Weird, when googling “unity iserializationcallbackreceiver threading concerns” or other variations, only my thread shows…

It seems the serializable hashset that inherits hashset would throw an indexoutofrangeexception
at the start of play mode if there were values already in the hashset during edit time (we set it in Reset). Even if you dont run Setup in Awake, the error still occurs.
Not only that, but if you caused a assembly reload (such as editing a script) after you added the component, it would then spam indexoutofrangeexception. Whats weird is, at this point since it erroring out, the hashset is empty and at the next assembly reload the errors will go away and the hashset will remain empty.
Whats interesting is that if I put a debug log in the OnAfterDeserialize before where the error is being called at the UnionWith(elements); part, that debug only runs once and then the errors take over. It seems the errors are being caused by something internal at this point as OnAfterDeserialize isnt being called anymore.

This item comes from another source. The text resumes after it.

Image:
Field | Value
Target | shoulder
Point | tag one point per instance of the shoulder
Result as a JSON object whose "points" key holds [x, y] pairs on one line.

If there were no values during edit time, then no errors seem to be thrown.

If my hashset happens to be on a gameobject I am instantiating and it had default values, each instantiation would throw the indexoutofrangeexception.

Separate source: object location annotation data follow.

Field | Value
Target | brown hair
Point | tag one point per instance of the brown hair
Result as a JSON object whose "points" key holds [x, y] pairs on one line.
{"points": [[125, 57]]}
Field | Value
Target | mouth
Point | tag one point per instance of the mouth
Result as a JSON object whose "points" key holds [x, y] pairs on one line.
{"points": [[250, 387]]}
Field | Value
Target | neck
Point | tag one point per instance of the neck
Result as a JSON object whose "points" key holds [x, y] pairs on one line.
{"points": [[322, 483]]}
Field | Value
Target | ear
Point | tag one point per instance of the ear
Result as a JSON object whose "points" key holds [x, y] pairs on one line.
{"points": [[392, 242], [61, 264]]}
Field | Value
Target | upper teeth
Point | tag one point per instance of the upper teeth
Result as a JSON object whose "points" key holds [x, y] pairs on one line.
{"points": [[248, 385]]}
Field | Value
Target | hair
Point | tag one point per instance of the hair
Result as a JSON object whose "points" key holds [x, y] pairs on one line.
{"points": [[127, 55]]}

The serializable hashset that does not inherit hashset seems to throw no errors either way.

Here was the test code
Click for code

using System;
using UnityEngine;
using System.Collections.Generic;

public class TestSerialize : MonoBehaviour
{
    [Serializable]
    public class H : SerializableHashSet<int>{}
    public H h = new H();

    //[Serializable]
    //public class H2 : SerializableHashSetNoInherit<int>{}
    //public H2 h2 = new H2();

    void Reset()
    {
        Setup();
    }

    void Awake()
    {
        //Setup();
    }

    void Update()
    {
        h.Add(200000 + Time.frameCount);
        //h2.hashSet.Add(200000 + Time.frameCount);
    }

    void Setup()
    {
        h = new H();
        //h2 = new H2();

        for(int i = 0; i < 1000; i++)
        {
            h.Add(i);
            //h2.hashSet.Add(i);
        }
    }
}

[Serializable]
public class SerializableHashSet<T> : HashSet<T>, ISerializationCallbackReceiver
{
    [SerializeField] private List<T> elements = new List<T>();

    public void OnBeforeSerialize()
    {
        elements.Clear();
        elements.AddRange(this);
    }

    public void OnAfterDeserialize()
    {
        Clear();
        UnionWith(elements);
    }
}

[Serializable]
public class SerializableHashSetNoInherit<T> : ISerializationCallbackReceiver
{
    [SerializeField] private List<T> elements = new List<T>();
    [NonSerialized] public HashSet<T> hashSet = new HashSet<T>();

    public void OnBeforeSerialize()
    {
        elements.Clear();
        elements.AddRange(hashSet);
    }

    public void OnAfterDeserialize()
    {
        if(hashSet == null) hashSet = new HashSet<T>();
        else hashSet.Clear();

        hashSet.UnionWith(elements);
    }
}

The code was based on this thread complaining about such errors

However, that guy said
“…this is constantly throwing “index out of range” when going into play mode:… I only use one instance of this class in my whole project, which is instantiated in Awake(), and used in Update()…”
I only got spammed in the editor or once in playmode, so I am not sure what he was doing to get spammed.

Im still a bit confused as to why this all is, but I guess it might just be putting Serializable on the Hashset. Its like when the assembly reloads, unity cant save whats in the hashset class, but at the same time since its marked serializable, unity cant leave it null.
Maybe unity is calling the hashsets constructor on serialize and causing issues since the constructor gets called before serialization.

So, Unity may have fixed this.

But I witnessed in the past that the serializer would touch private fields if they weren’t flagged as System.NonSerialized. This included those fields in an inherited class.

This could cause this issue, because it may have touched the array after the constructor created it, messing up the hashset.